Israel’s Housing Minister Yoav Galant Gives Inside Briefing on the Middle East

Photo by Jacob Kornbluh

Photo by Jacob Kornbluh


Yoav Galant, Israel’s Minister of Construction and Housing and an observing member of the security cabinet, gave a briefing on the Middle East and the peace process to leaders of the Conference of Presidents in New York. “I apologize for my poor English. It wasn’t very useful while fighting Hamas and Hezbollah because they understand different languages,” he joked.

Highlights — 

On Syria: “I think the Americans and the western world were supposed to better prepare themselves for this situation by establishing a moderate, secular force based on refugees that arrived in Turkey and Jordan. The Americans have done it in Jordan when they wanted the Palestinians to take over control of Judea and Samaria. It is possible. This was a mistake not to prepare those forces. On the other hand, when it came to deciding whether to attack or not to attack in Syria, I think the decision taken by the president was a very clever decision, but it was done in the most lousy way. if the U.S. would’ve attack the Syrian regime while the chemical weapons were still stationed in Syria, the result would’ve been that the various groups would’ve chased after the reactors and supplies in order to achieve hegemony over others.”

On Egypt: “Israel is very lucky Sisi took over.. He is the right man in the right time. Sisi is a combination of Anwar Sadat and Gamal Abdel Nasser – he’s as powerful as Nasser and smart in a way like Sadat.” On Jordan: The relationship between Israel and Jordan is only second to the relationship between Israel and the United States. The two stable Arab countries in the Middle East are the two that have a peace accord with Israel – Egypt and Jordan. So maybe we are a good component of stability in the region.

On Israel’s policy regarding settlement construction: “I need to speak in Hebrew and in English because the translation is not very well understood all the time, “ he quipped. “There are a few versions, but, basically, the policy of the government is that we are not building in Judea and Samaria. I think the solution that was reached between Prime Minister (Ariel) Sharon and President Bush (43) – in the famous letter – was a practical solution. On one hand, you have to recognize that facts have been created on the ground since 1967. On the other hand, you want a viable Palestinian State in that place. We know that there are 3 million Palestinians on the western side of the Jordan Valley, not including those in Israel. Within ten years we will have 7 million Palestinians and 7 million Jews on the western side of the Jordan Valley (3M in West Bank, 2M in Gaza and 2M in Israel). We understand this is a major development. But at the same time, people are living there. There was no other decision made by the Israeli government. So natural growth has to be supported. The situation is complicated and the solutions are complicated.”

On the possibility of the Obama Administration pushing for a peace deal in the remaining few months: “If you want to make a living and a pension, you can start to work on creating peace between Israel and the Palestinians. Some people have made a great career over the years.. We know and you know that the other side is not willing to accept a Jewish democratic state in this region.

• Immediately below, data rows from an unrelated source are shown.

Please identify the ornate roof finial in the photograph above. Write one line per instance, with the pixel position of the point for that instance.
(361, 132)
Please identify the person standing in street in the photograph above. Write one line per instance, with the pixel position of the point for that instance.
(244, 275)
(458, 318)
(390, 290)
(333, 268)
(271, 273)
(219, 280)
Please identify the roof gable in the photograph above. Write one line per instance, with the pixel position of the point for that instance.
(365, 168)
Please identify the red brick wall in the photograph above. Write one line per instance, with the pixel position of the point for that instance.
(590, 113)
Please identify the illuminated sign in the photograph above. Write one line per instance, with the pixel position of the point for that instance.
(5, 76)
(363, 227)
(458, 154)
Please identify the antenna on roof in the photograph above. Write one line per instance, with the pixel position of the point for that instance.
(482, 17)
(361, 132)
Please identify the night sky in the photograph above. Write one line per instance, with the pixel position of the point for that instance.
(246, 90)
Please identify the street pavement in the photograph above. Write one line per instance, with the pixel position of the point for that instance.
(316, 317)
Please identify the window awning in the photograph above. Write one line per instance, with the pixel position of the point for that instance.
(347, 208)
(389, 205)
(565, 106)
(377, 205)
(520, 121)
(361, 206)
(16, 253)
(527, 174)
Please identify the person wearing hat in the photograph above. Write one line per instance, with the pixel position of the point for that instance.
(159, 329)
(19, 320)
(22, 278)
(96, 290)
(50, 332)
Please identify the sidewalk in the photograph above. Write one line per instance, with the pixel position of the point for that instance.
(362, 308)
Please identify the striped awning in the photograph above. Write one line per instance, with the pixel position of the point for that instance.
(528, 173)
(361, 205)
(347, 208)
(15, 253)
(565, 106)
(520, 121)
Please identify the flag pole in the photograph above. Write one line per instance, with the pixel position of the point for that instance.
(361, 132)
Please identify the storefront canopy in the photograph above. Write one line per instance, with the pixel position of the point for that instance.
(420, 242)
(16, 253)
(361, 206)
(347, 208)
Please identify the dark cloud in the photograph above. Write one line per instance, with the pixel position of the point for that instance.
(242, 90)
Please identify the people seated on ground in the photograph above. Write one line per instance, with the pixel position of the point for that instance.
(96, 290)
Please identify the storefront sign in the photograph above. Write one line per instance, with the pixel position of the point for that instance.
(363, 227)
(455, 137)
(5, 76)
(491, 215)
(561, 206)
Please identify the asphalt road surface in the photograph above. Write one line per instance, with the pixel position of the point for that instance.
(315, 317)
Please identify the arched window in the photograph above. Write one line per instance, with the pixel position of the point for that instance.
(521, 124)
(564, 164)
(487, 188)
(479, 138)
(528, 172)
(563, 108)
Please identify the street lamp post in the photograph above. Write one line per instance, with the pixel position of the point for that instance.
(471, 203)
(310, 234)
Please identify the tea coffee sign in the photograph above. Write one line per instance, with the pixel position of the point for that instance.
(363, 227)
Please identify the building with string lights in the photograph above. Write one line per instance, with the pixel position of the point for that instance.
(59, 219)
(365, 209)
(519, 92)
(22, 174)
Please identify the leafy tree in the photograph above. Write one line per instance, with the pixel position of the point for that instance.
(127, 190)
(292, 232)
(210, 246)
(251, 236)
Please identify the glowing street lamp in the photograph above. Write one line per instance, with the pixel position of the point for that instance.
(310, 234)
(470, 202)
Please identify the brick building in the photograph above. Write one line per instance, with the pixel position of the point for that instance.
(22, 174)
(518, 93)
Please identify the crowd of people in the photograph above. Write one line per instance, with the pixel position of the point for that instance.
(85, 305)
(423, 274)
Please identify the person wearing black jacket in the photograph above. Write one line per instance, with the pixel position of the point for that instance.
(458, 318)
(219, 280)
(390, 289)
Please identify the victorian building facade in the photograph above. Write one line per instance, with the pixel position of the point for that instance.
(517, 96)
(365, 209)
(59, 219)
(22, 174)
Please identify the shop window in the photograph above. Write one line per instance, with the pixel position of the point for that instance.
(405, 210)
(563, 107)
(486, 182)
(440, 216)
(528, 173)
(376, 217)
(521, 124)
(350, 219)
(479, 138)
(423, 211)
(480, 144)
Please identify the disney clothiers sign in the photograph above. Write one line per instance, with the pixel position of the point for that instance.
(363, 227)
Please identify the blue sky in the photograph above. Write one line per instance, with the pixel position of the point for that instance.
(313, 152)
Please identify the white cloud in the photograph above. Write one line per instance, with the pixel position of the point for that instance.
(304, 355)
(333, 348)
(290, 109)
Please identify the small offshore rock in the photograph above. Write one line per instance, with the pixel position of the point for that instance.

This is part of the problem.. I don’t think anything dramatic is going to change the Palestinians’ attitude towards Israel. It was always that great and powerful leaders entered the arena believing that by entering the arena they change the arena. The last one to do it was Stalin, Hitler and before that Napoleon. Ever since it is impossible to change the international arena because the means are restrained. The election of a new president is very important, but it is not going the arena because Israel has learned — the Palestinians learned it years ago – that they can bend a little bit and eight years goes by very fast.”

On the French peace initiative: “The idea is not to impose on us a solution. Let the French unify Paris first before they deal with us. There are a lot of problems over there. And we are willing to help them. No one can predict when the next (terrorist) event will happen in Europe and how to prevent it. So exporting the problem to the Middle East is ridiculous. The only one we can trust is the world are the Americans. We cannot put ourselves in the hands of a European country.”